As far as the refereeing of the game was concerned, there were major errors over the 70 plus minutes. Liam Rushe was lucky to win the first penalty because it didn’t appear he was fouled.
For Kilkenny’s in the second half, which was also questionable, Colin Fennelly wasn’t afforded the full advantage and in that regard it’s just as well that TJ Reid scored the penalty.
Also, Adrian Mullen was awarded a point by one of his umpires but that effort was wide. When McAllister looks back he might feel the performance by him and his team was a shade disappointing.
The flashpoint between Walter Walsh and Chris Crummey was an embarrassing one for both players but especially the latter who dived. Walsh did confront him and his head did go forward but it was obvious that Crummey made a meal of it. I saw a similar incident in the Meath-Offaly game yesterday and it’s clear that not enough is being done to stamp out feigning injury even though it’s a yellow card offence.
In Páirc Uí Chaoimh yesterday, Seán Cleere was having a fine game for 50-60 minutes but then a few things went against him and, as it so happened, it affected Cork. Pádraic Maher was not booked for a deliberate trip, Patrick Horgan was blown for over-carrying when he was actually fouled and he was later punished for what seemed like charging.
In the 67th minute, Darragh Fitzgibbon was tripped and no free was given and when a 65 call went against Cork late on it was no surprise that Anthony Nash made his feelings known for which he was yellow-carded.
Cleere is one of the fittest referees in the game but I wonder if fatigue set in during those closing stages. As I should know, the knock on the head earlier in the game mightn’t have helped either but I would question his positioning.
He doesn’t need to be as close to the boundary lines as he puts himself in. If he could imagine the pitch being 10m tighter he would do far better.
In Walsh Park, there weren’t too many talking points about James Owens’ refereeing. The sideline call against Waterford in the dying moments was unfortunate but it would be a stretch to say it defined the game.
Colum Cunning refereed Offaly-Laois on Saturday evening and his performance was a mixed bag.
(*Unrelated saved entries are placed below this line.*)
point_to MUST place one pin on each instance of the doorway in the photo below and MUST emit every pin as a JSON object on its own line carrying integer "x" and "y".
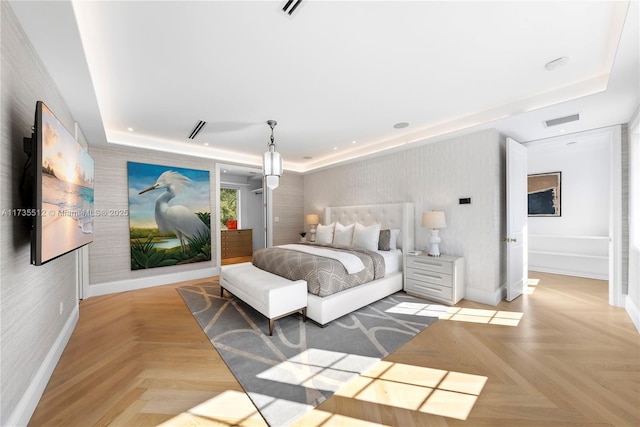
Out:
{"x": 585, "y": 240}
{"x": 241, "y": 212}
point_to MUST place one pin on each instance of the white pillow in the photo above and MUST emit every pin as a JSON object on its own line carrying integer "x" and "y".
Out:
{"x": 393, "y": 241}
{"x": 343, "y": 234}
{"x": 324, "y": 233}
{"x": 366, "y": 237}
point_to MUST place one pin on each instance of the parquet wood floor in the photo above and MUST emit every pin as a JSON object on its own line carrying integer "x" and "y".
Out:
{"x": 560, "y": 356}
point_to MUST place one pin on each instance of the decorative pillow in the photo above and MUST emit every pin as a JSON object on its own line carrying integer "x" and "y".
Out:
{"x": 324, "y": 233}
{"x": 393, "y": 241}
{"x": 384, "y": 241}
{"x": 343, "y": 234}
{"x": 366, "y": 237}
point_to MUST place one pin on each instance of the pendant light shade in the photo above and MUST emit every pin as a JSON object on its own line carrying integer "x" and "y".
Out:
{"x": 272, "y": 162}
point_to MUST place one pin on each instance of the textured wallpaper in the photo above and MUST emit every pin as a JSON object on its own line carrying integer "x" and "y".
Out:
{"x": 31, "y": 296}
{"x": 434, "y": 177}
{"x": 109, "y": 254}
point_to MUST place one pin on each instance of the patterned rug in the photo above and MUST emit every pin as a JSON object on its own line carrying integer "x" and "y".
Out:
{"x": 290, "y": 373}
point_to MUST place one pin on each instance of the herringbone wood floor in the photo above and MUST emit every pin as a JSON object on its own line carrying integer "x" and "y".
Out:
{"x": 140, "y": 359}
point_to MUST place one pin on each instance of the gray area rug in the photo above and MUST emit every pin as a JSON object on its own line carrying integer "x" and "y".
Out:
{"x": 290, "y": 373}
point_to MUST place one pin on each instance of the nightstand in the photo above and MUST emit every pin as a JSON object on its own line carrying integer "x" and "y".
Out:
{"x": 436, "y": 278}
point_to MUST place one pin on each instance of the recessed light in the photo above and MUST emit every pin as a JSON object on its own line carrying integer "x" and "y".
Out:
{"x": 556, "y": 63}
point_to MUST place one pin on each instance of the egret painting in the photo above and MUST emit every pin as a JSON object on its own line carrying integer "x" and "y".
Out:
{"x": 169, "y": 215}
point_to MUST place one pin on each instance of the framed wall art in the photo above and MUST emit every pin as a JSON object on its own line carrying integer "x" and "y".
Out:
{"x": 169, "y": 215}
{"x": 544, "y": 194}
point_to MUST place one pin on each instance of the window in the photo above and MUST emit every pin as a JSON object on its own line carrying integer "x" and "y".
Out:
{"x": 229, "y": 206}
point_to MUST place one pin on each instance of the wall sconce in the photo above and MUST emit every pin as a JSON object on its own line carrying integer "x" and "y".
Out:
{"x": 313, "y": 220}
{"x": 434, "y": 220}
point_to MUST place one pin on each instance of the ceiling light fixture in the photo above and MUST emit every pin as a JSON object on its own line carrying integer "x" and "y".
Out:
{"x": 196, "y": 130}
{"x": 401, "y": 125}
{"x": 291, "y": 6}
{"x": 556, "y": 63}
{"x": 272, "y": 162}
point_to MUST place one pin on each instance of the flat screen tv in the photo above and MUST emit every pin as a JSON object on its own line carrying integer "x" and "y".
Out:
{"x": 61, "y": 175}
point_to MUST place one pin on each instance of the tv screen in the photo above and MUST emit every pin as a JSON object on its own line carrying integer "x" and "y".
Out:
{"x": 63, "y": 176}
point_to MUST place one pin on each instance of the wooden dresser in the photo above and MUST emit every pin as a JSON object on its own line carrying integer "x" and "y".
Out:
{"x": 236, "y": 243}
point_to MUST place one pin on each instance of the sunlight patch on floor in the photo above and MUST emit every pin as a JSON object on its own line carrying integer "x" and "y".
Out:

He made some good decisions but missed a blatant penalty for Oisín Kelly in the opening minutes.
Offaly’s Cillian Kiely was lucky not to be sent off for a wild lash. Pádraig Delaney hit out at Colin Egan and yet there was no free. A Laois goal should also have been ruled out for a foul in the build-up.
It was a big game for Cunning but he has to improve if he wants to progress. I was also at Meath and Offaly’s game in Páirc Tailteann yesterday and Martin McNally made a couple of odd decisions but overall he could be happy with his display.